The uncertainty around the midterms is, by extension, producing more uncertainty around the second half of Trump’s term.

What will Trump do, particularly if Republicans stay in power? Is he stationing troops in American cities as part of some broader play for retaining power, as some Democrats have suggested? Is he setting the groundwork to challenge the integrity of U.S. elections by citing his baseless claims about fraud in 2020 and putting fellow election deniers in charge of reviewing the system?

Is he really gearing up to contest the constitutional limits on his tenure in the White House? He said he’d “love” to stay in office this week, but then he said it’s “too bad” he’s not allowed to.

Fire with fire?

According to David Greenberg, a history professor at Rutgers University, it is Trump’s unorthodox policies and tactics but also his brash demeanor that “make this a more unsettled moment than we are used to feeling.”

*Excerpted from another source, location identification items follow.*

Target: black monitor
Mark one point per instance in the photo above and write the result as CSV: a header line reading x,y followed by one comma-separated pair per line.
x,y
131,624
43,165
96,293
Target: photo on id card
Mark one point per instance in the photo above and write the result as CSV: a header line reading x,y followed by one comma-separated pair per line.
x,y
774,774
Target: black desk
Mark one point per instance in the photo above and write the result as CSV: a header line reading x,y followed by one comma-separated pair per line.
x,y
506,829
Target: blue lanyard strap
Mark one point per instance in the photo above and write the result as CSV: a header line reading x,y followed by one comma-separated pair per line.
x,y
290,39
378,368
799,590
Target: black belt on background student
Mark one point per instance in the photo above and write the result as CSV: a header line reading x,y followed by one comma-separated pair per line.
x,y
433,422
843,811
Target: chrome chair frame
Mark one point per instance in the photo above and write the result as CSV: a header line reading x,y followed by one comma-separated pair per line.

“Sometimes when he’s doing things that other presidents have done, he does it in such an outlandish way that it feels unprecedented,” or is “stylistically” but not substantively unprecedented, Greenberg said. “Self-aggrandizing claims, often untrue. The brazenness with which he insults people. The way he changes his mind on something. That all is highly unusual and unique to Trump.”

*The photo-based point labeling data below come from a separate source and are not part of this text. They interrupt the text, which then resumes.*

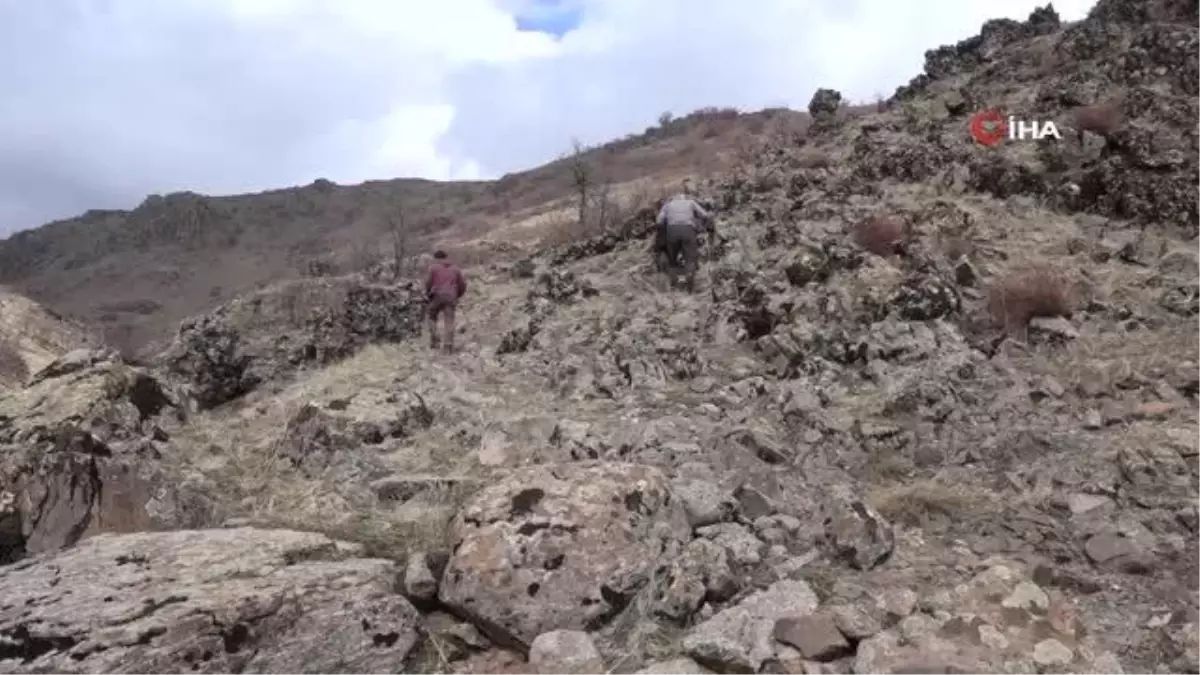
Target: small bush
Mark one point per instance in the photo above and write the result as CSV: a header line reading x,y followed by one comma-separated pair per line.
x,y
882,236
1039,291
1101,119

In other instances, Greenberg said, Trump has pushed the boundaries of the law or busted political norms that previous presidents felt bound by.

“One thing that Trump showed us is just how much of our functioning system depends not just on the letter of the law but on norms,” Greenberg said. “What can the president do? What kind of power can he exert over the Justice Department and who it prosecutes? Well, it turns out he probably can do a lot more than should be permissible.”

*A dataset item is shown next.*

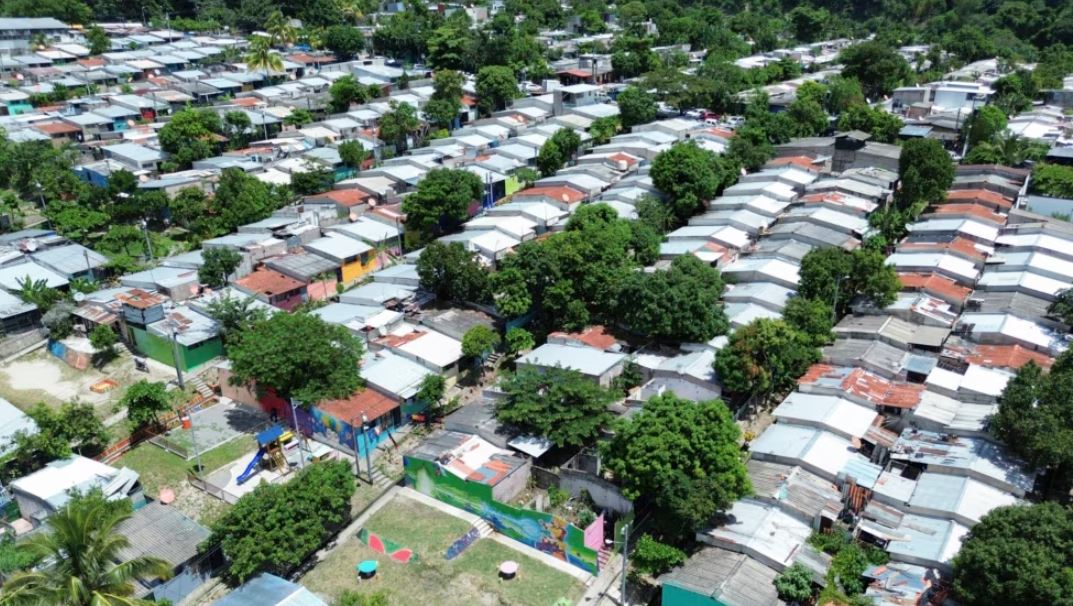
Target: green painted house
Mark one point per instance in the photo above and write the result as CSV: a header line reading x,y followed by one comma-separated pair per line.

However, the appropriate response is not the one seemingly gaining steam among Democrats — to “be more like Trump” themselves or “fight fire with fire” — but to look for ways to strengthen the political norms and boundaries Trump is ignoring, Greenberg said.

“The more the public, citizens in general, feel that it’s OK to disregard long-standing ways of doing things that have stood the test of time until now, the more likely we are to enter into a more chaotic world — a world in which there will be less justice, less democracy,” Greenberg said. “It will be more subject to the whims or preferences of whoever is in power — and in a liberal democracy, that is what you are striving to fight against.”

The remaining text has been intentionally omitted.